If the deal had passed, a Brexit on the terms it laid out should have taken place on May 22nd — but it was defeated yet again, by 58 votes.
In normal circumstances, this would be considered a heavy, possibly resignation-worthy defeat for a sitting Government, but in the current climate it is being interpreted almost in a positive light, with a Downing Street spokesman noting optimistically: “We are at least going in the right direction.”
Prior to the 2017 snap election which followed the 2016 referendum on Brexit, the Prime Minister pledged that “no deal is better than a bad deal” and, legally, the United Kingdom has now defaulted to a clean break with the EU on No Deal terms on April 12th, per the terms of the short deadline extension she was granted by the European Council.
However, while over 80 percent of MPs were elected on Brexit manifestos, the vast majority of them are former Remainers, and they have expressed their opposition to a No Deal exit in any circumstances.
It is therefore expected that Mrs May will try to secure a much longer Brexit delay at an emergency summit of the European Council on April 10th if Meaningful Vote 4, or MV4, is a non-starter — with reports indicating she will seek to put Brexit off by nine months.
Some members of the Cabinet are urging Mrs May to come back to “no deal is better than a bad deal” and embrace a clean exit on World Trade Organization (WTO) terms.
“The Remainers clearly want a customs union as an alternative but there isn’t a majority for that in the party — it would destroy the [Tory] party,” one ministerial source told The Telegraph.
“We would end up with a Ramsay MacDonald-esque government where we would be completely at odds with our own party,” referring to the first-ever Labour prime minister — who ultimately ended up having to govern with on behalf of the Tories, after losing the support of his own backbenchers.
“It’s time to be bold, we need to embrace No Deal.”
Historians and constitutional experts have noted that Mrs May could stop MPs from preventing No Deal by calling on Queen Elizabeth II to prorogue — i.e. temporarily suspend — the parliamentary session, and simply waiting for No Deal to take effect as scheduled per the terms of the European Union (Withdrawal) Act 2018.

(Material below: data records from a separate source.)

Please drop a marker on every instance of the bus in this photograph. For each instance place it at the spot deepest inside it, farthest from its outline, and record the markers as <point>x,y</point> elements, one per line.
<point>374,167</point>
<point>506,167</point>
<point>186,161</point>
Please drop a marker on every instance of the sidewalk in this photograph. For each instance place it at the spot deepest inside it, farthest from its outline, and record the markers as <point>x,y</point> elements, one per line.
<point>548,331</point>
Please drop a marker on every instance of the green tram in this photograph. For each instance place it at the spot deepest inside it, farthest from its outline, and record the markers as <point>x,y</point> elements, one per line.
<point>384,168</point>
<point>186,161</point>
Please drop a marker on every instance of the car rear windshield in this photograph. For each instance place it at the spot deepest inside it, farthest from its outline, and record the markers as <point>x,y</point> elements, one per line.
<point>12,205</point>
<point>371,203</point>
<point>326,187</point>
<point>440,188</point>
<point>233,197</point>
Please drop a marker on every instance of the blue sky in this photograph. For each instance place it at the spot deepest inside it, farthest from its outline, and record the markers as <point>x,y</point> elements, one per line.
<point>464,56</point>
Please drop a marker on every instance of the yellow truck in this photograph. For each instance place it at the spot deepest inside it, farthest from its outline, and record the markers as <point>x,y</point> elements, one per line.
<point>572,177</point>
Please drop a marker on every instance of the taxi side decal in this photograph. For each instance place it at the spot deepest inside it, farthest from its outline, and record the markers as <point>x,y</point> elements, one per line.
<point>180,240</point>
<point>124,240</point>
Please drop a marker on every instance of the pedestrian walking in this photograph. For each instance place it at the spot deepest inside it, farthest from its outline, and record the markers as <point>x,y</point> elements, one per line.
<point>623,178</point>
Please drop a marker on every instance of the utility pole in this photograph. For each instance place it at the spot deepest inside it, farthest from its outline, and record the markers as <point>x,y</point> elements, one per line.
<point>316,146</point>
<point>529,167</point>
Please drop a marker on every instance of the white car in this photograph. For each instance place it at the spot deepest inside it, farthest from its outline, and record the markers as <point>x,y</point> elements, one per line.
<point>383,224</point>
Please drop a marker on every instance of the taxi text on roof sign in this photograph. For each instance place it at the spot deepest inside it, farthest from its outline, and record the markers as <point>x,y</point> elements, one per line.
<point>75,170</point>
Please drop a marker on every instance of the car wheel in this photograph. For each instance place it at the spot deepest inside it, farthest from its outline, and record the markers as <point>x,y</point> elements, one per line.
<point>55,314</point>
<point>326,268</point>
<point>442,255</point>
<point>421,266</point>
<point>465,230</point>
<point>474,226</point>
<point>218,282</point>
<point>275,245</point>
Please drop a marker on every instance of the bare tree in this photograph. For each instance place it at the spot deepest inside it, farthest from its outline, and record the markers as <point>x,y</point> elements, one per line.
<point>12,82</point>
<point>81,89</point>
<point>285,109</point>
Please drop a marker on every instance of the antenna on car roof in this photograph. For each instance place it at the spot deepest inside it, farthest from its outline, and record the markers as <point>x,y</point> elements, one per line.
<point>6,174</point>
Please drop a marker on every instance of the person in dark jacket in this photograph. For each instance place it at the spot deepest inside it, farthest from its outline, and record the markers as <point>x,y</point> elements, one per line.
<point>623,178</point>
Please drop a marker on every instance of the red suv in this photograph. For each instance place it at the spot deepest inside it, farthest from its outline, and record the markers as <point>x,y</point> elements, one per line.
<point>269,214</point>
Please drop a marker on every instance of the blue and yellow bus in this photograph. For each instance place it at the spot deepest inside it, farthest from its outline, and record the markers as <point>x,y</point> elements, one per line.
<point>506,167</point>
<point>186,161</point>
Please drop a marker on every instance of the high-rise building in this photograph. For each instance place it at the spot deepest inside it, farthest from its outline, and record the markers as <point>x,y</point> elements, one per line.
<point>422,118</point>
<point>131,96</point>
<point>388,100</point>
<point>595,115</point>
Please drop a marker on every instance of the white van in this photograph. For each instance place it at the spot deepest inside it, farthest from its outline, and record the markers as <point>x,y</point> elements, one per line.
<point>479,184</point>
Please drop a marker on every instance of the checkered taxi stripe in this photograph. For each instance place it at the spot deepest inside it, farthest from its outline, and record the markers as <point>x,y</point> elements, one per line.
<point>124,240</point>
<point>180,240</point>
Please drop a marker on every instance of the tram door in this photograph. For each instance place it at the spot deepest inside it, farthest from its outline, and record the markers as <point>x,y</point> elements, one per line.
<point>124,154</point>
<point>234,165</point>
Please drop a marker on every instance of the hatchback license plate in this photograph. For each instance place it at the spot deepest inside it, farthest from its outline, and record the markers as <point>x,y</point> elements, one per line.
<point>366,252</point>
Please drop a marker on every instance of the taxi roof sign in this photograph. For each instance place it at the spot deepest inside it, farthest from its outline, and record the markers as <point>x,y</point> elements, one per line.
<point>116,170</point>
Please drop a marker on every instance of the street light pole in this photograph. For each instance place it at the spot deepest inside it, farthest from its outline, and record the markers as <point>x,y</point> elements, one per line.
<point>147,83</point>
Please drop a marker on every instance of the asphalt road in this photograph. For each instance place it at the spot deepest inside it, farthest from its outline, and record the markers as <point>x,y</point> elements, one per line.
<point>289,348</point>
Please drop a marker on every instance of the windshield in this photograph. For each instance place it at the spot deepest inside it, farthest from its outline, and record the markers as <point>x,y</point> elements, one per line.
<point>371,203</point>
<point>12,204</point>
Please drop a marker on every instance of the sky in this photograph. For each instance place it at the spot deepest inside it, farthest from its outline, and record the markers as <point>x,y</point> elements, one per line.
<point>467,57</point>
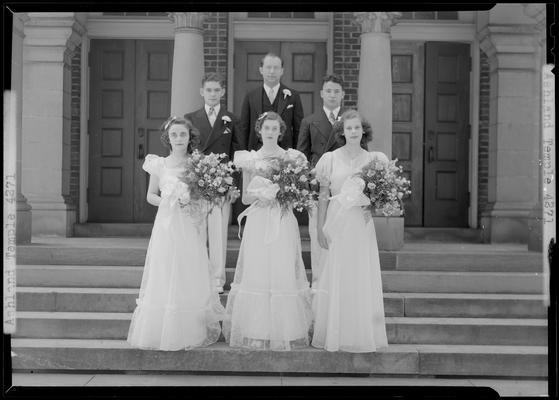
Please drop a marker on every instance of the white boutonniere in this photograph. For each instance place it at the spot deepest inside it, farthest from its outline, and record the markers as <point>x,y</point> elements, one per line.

This would require a perhaps unlikely degree of resolve on the part of the Tory leader, however, almost certainly requiring her to remove a number of Cabinet ministers — most of whom are, like herself, former Remain campaigners — and precipitating her removal from office once Parliament reconvened.
On the other hand, her political fate appears to be sealed anyway, so she would not be incurring any cost she is not set to pay to pay already.